Aujourd’hui, l’Insee estime que sur les 320 000 habitant·es de l’île, la moitié sont des étrangers et étrangères, Comorien·nes pour la plupart. Certain·es sont né·es sur le territoire et si leurs droits étaient respectés, ils et elles pourraient prétendre, sinon à la nationalité française, du moins à un titre de séjour. D’autres sont venu·es plus récemment. Toutes ces personnes qui travaillent dans le secteur informel (pour des salaires allant de 50 à 300 euros) vivent dans une clandestinité qui les fragilise.
C’est ainsi que l’on se retrouve avec des bidonvilles qui s’étendent à perte de vue dans la forêt, accolés aux quartiers huppés de la bourgeoisie locale ou aux lotissements conçus pour accueillir les métropolitain·es (les « mzungulands »). Chaque année, ce sont 1 000 logements supplémentaires informels qui sont édifiés, souvent en dehors des radars des pouvoirs publics. Selon l’Insee, 65 % des « étrangers », mais aussi 25 % des « Français nés à Mayotte » vivaient, avant le cyclone Chido, dans ces habitations précaires.
Tout le monde savait qu’en cas de cyclone, ces quartiers seraient dévastés. « On en parlait depuis des années, indique un ancien haut fonctionnaire qui est passé par Mayotte dans les années 2000. Déjà à l’époque, on savait que c’était explosif. Mais que pouvait-on y faire ? »
Détruire plutôt que prévenir
L’État aurait pu engager un vaste chantier d’adaptation aux risques naturels. Ça n’a pas été le cas. Dans un rapport parlementaire publié au mois de mai, et consacré précisément à la « gestion des risques naturels majeurs » en outre-mer, Mansour Kamardine (ancien député de Mayotte) et Guillaume Vuilletet constataient que l’application des normes paracycloniques « demeure encore embryonnaire » dans la plupart des territoires ultramarins, et qu’à Mayotte, seules sept communes sur dix-sept sont couvertes par un plan de prévention des risques naturels (PPRN).
Au lieu de cela, les gouvernements successifs ont opté pour la manière forte : la destruction des bidonvilles, mais sans proposer de solution de relogement à leurs habitant·es en situation irrégulière, pourtant très nombreux. « Le délogement sans relogement est une politique assumée », souligne dans ses travaux le chercheur Cyrille Hanappe.

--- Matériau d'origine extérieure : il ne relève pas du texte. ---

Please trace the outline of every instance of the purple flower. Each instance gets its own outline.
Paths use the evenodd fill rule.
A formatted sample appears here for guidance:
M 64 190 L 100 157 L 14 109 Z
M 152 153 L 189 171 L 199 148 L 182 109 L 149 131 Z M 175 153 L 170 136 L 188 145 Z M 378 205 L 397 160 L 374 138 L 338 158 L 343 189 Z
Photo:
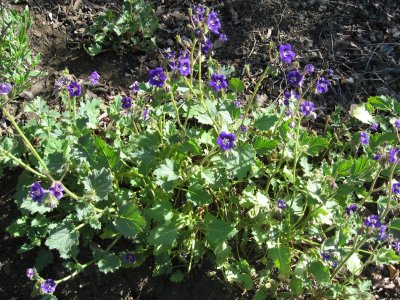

En 2023, la préfecture a ainsi procédé à la destruction de 738 cases en tôle (près de deux fois moins qu’en 2021), mais elle n’a proposé un nouvel hébergement qu’à 121 familles, soit 512 personnes. Les autres se sont retrouvées dans la nature. « La plupart du temps, elles ne vont pas loin, et se réfugient dans des zones encore plus dangereuses, à l’abri des regards », indique une travailleuse sociale ayant requis l’anonymat. Pour elle, tout cela revient à « vider la mer avec une petite cuillère ».
Il s’agit d’une constante à Mayotte, où l’État français se montre, dans un contexte il est vrai très complexe, régulièrement incapable de répondre aux attentes de ses habitant·es. Lors de la crise de l’eau qui a touché l’île en 2023, au cours de laquelle la pénurie d’eau potable avait abouti à des mesures drastiques, la coordinatrice du collectif « Mayotte a soif », Racha Mousdikoudine, avait ciblé « les politiques qui n’ont pas anticipé une situation connue de longue date ».
Comme pour les risques naturels, le scénario d’une telle crise était écrit et ses causes étaient connues : eaux polluées, déforestation, réseau vétuste, consommation en forte hausse en raison de l’accroissement démographique et du développement de l’activité économique… Cette pénurie révèle « des années de manquements, d’impréparation, de sous-équipement et d’anticipation », avait pour sa part dénoncé dans Le Monde le député européen de La France insoumise Younous Omarjee. Un an après, les ravages du cyclone Chido en sont une nouvelle illustration dramatique.